1 Introduction

The Hawks data set was collected by students from Cornell College. It is built in the R library {Stat2Data}. I also make a copy and posted it at https://raw.githubusercontent.com/pengdsci/sta553/main/Tableau/hawks.csv. You can download it and save it to a folder on your machine.

data("Hawks")
write.csv(Hawks, file="/Users/chengpeng/WCU/Teaching/2022Spring/STA553/tableau/hawks.csv")

Tableau uses a menu-driven approach to load data in certain formats. The following figure shows the types of external data that be connected to Tableau. There are some built-in data sets available in Tableau for practice purposes.

1.1 Data Loading

We open the program and see the following UI.



The Hawks data is in CSV format, we choose text file to connect to the data set. After the data is connected, we will see the following Data Source page with brief information about the data set.



We can explore the variables in the data set on the data source page. We can connect to multiple data sets and merge them on this page.

1.2 Opening Work Sheet

Click the Sheet tab in the bottom left of the data source data, we will the list of the variables and the panels of visualization tools for making charts.



Statistical charts are created on different sheets. We can add more sheets as needed and change the default sheet’s name to a meaningful name.
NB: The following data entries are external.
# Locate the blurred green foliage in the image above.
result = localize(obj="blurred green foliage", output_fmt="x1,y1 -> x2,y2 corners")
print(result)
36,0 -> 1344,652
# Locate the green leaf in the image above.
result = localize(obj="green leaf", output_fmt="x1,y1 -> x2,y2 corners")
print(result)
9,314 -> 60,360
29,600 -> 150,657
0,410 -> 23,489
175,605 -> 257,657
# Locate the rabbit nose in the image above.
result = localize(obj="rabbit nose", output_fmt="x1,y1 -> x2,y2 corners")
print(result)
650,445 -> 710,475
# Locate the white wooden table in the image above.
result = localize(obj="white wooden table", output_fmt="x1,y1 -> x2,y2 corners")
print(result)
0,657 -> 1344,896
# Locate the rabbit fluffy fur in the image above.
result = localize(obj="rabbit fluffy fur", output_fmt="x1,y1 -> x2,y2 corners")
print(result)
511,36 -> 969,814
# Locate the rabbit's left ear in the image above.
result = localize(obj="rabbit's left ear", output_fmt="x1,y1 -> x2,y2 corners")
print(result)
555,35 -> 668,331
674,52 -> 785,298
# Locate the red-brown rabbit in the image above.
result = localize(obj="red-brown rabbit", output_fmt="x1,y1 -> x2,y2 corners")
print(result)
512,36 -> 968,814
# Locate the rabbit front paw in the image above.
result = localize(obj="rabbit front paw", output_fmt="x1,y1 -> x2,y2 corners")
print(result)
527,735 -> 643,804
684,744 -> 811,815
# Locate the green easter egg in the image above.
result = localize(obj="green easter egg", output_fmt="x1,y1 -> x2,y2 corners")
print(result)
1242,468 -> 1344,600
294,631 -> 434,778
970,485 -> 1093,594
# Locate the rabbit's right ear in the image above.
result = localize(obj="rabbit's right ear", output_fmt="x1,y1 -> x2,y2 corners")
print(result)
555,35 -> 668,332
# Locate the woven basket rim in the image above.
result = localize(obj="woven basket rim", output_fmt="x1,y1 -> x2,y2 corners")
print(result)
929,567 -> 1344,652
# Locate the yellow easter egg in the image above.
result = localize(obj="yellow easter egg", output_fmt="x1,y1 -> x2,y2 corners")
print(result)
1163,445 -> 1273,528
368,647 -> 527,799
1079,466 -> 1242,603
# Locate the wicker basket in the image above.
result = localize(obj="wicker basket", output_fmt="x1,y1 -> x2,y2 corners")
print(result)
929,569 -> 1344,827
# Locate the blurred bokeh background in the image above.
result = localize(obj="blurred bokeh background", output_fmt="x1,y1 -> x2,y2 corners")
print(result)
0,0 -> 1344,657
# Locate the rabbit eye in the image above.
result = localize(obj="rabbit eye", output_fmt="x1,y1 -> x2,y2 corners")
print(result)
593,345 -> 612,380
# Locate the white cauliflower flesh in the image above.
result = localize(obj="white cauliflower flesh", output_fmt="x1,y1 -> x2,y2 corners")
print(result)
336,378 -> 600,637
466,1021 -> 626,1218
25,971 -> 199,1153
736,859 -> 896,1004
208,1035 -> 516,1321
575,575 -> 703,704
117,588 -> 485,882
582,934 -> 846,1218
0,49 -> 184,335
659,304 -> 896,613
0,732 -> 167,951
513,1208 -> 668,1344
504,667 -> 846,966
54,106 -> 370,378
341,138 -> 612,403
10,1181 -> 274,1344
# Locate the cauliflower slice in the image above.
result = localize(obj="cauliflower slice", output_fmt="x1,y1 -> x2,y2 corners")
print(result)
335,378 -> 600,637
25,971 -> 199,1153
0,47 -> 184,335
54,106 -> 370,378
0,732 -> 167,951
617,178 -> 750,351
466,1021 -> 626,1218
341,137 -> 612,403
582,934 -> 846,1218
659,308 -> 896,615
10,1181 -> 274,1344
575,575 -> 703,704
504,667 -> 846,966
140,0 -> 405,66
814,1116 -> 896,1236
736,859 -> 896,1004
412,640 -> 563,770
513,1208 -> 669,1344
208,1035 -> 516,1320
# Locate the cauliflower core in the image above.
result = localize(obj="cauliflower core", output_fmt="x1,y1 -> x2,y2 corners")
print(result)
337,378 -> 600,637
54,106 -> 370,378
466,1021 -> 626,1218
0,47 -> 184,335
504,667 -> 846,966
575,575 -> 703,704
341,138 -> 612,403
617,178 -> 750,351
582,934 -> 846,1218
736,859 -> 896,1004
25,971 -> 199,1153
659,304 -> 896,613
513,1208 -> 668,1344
Next, we create commonly used statistical charts in separate sheets.

2 Basic Statistical Charts with Existing Variables

2.1 Bar Chart

Bar charts are one of the most common data visualizations. We can use them to quickly compare data across categories, highlight differences, show trends and outliers, and reveal historical highs and lows at a glance. Bar charts are especially effective when you have data that can be split into multiple categories.

We consider the distribution of hawks species. Change Sheet 1 to barChart.

Step 1: Drag Species to the Column field

Step 2: Drag Species to the Row field and change it to counts (frequencies).

2.2 Pie Chart

Pie charts are powerful for adding detail to other visualizations. Alone, a pie chart doesn’t give the viewer a way to quickly and accurately compare the information. Since the viewer has to create context on their own, key points from your data are missed. Instead of making a pie chart the focus of your dashboard, try using them to drill down on other visualizations.

Step 1: repeat the two steps in bar chart.

Step 2: Click Show Me on the top-right of the UI and select piechart icon.

Step 3: Select the Entire View from the top panel drop-down menu.

Step 4: drag Species to Label in Marks panel.

2.3 Histogram

A histogram is a chart that displays the shape of a distribution. A histogram looks like a bar chart but groups values for a continuous measure into ranges or bins.

Step 1: drag weight to the column field.

Step 2: click show me, in the drop-down menu and select histogram icon.

Step 3: Click color icon in the Marks panel to adjust the color and border of the histogram.

2.4 Box-plot

We can use box plots, also known as box-and-whisker plots, to show the distribution of values along an axis. Boxes indicate the middle 50 percent of the data (that is, the middle two quartiles of the data’s distribution).

The following steps are used to create a simple box plot.

Step 1: add a numerical variable to the sheet (we use weight in this example).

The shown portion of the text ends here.